Варвара вдруг горестно сказала:
— Спасибо, оправдана. Дети оправдали. А вот хоть осуждай, не осуждай, типун мне на язык, все одно согрешила, одно к одному, думаю иногда, грешница, лучше бы их не было. — Она помолчала. — Нам, Сань, тяжело, а им будет еще тяжелей. И больше, ты меня на куски режь, ничего не скажу. Сгорю, головешкой буду лежать.
— Почему это им тяжелей? Я думаю, обратно. — Кирпиков сказал это торопливо, чтоб отвлечь Варвару. — На-ко! С чего это им тяжелей? Ма-ать?!
И оба долго молчали.
— А болезни? — все-таки откликнулась Варвара. — Нервы, да давление, да сердечные, голова болит, сейчас молодые-то все гнилушки.

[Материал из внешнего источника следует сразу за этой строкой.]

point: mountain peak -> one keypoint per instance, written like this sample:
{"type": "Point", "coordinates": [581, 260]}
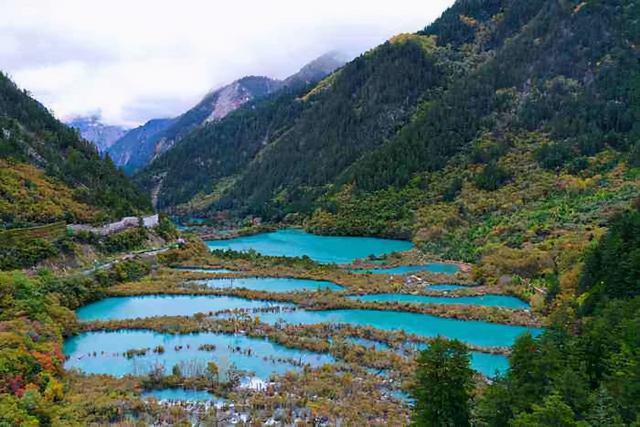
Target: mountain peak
{"type": "Point", "coordinates": [92, 129]}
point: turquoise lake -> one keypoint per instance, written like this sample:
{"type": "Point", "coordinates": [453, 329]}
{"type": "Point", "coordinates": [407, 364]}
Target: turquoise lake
{"type": "Point", "coordinates": [271, 284]}
{"type": "Point", "coordinates": [504, 301]}
{"type": "Point", "coordinates": [446, 287]}
{"type": "Point", "coordinates": [204, 270]}
{"type": "Point", "coordinates": [263, 361]}
{"type": "Point", "coordinates": [470, 331]}
{"type": "Point", "coordinates": [325, 249]}
{"type": "Point", "coordinates": [182, 394]}
{"type": "Point", "coordinates": [436, 267]}
{"type": "Point", "coordinates": [160, 305]}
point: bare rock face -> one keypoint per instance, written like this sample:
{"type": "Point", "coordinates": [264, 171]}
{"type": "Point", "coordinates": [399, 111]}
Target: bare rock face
{"type": "Point", "coordinates": [93, 130]}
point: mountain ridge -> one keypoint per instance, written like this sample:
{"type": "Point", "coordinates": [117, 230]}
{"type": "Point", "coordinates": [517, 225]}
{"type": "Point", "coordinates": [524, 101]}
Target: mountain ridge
{"type": "Point", "coordinates": [93, 130]}
{"type": "Point", "coordinates": [133, 153]}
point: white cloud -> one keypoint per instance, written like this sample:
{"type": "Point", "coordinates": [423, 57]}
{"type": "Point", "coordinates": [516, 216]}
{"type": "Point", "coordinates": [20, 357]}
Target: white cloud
{"type": "Point", "coordinates": [133, 60]}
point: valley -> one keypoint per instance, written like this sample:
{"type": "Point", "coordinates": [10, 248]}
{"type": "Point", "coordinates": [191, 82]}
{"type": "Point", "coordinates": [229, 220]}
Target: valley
{"type": "Point", "coordinates": [441, 231]}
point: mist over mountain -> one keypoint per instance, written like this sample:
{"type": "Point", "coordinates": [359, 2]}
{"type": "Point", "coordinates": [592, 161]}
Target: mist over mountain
{"type": "Point", "coordinates": [93, 130]}
{"type": "Point", "coordinates": [143, 144]}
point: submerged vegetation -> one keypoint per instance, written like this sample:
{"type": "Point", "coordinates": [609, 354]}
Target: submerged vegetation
{"type": "Point", "coordinates": [502, 138]}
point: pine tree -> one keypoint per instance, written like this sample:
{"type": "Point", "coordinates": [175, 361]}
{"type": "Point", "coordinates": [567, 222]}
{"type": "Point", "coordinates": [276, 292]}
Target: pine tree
{"type": "Point", "coordinates": [444, 385]}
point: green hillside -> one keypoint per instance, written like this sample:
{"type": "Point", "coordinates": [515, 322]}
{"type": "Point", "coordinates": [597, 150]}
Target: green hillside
{"type": "Point", "coordinates": [50, 173]}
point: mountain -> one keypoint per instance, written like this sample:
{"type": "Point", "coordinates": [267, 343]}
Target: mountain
{"type": "Point", "coordinates": [132, 152]}
{"type": "Point", "coordinates": [50, 174]}
{"type": "Point", "coordinates": [317, 69]}
{"type": "Point", "coordinates": [103, 136]}
{"type": "Point", "coordinates": [498, 110]}
{"type": "Point", "coordinates": [306, 130]}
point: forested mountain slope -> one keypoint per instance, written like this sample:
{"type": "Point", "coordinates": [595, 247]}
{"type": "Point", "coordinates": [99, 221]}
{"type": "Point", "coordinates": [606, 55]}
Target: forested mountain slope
{"type": "Point", "coordinates": [93, 130]}
{"type": "Point", "coordinates": [487, 69]}
{"type": "Point", "coordinates": [50, 172]}
{"type": "Point", "coordinates": [306, 137]}
{"type": "Point", "coordinates": [132, 153]}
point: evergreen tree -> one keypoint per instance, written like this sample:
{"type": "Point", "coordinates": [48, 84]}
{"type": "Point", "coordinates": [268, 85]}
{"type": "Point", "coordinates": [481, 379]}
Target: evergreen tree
{"type": "Point", "coordinates": [444, 385]}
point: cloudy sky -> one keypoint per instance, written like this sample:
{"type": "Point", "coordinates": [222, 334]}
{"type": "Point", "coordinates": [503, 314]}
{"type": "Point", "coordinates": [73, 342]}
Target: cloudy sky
{"type": "Point", "coordinates": [132, 60]}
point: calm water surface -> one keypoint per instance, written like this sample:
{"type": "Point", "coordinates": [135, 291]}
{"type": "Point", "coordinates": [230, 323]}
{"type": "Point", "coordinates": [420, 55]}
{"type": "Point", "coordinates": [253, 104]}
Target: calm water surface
{"type": "Point", "coordinates": [204, 270]}
{"type": "Point", "coordinates": [436, 267]}
{"type": "Point", "coordinates": [505, 301]}
{"type": "Point", "coordinates": [271, 284]}
{"type": "Point", "coordinates": [192, 361]}
{"type": "Point", "coordinates": [164, 305]}
{"type": "Point", "coordinates": [445, 287]}
{"type": "Point", "coordinates": [325, 249]}
{"type": "Point", "coordinates": [470, 331]}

— А что, раньше болезней не было? Все заразы побеждены: оспа, малярия, тиф. А нервы, мать, это только у тебя, ты все близко к сердцу принимаешь, а молодым на все наплевать. Попробуй невестку расстроить — она тебе вперед глаза выцарапает, от семи собак отлается. Это мы последние такие жалостливые. Ну, Машка еще. Да и ее, — горько сказал Кирпиков, — могут по-своему поворотить.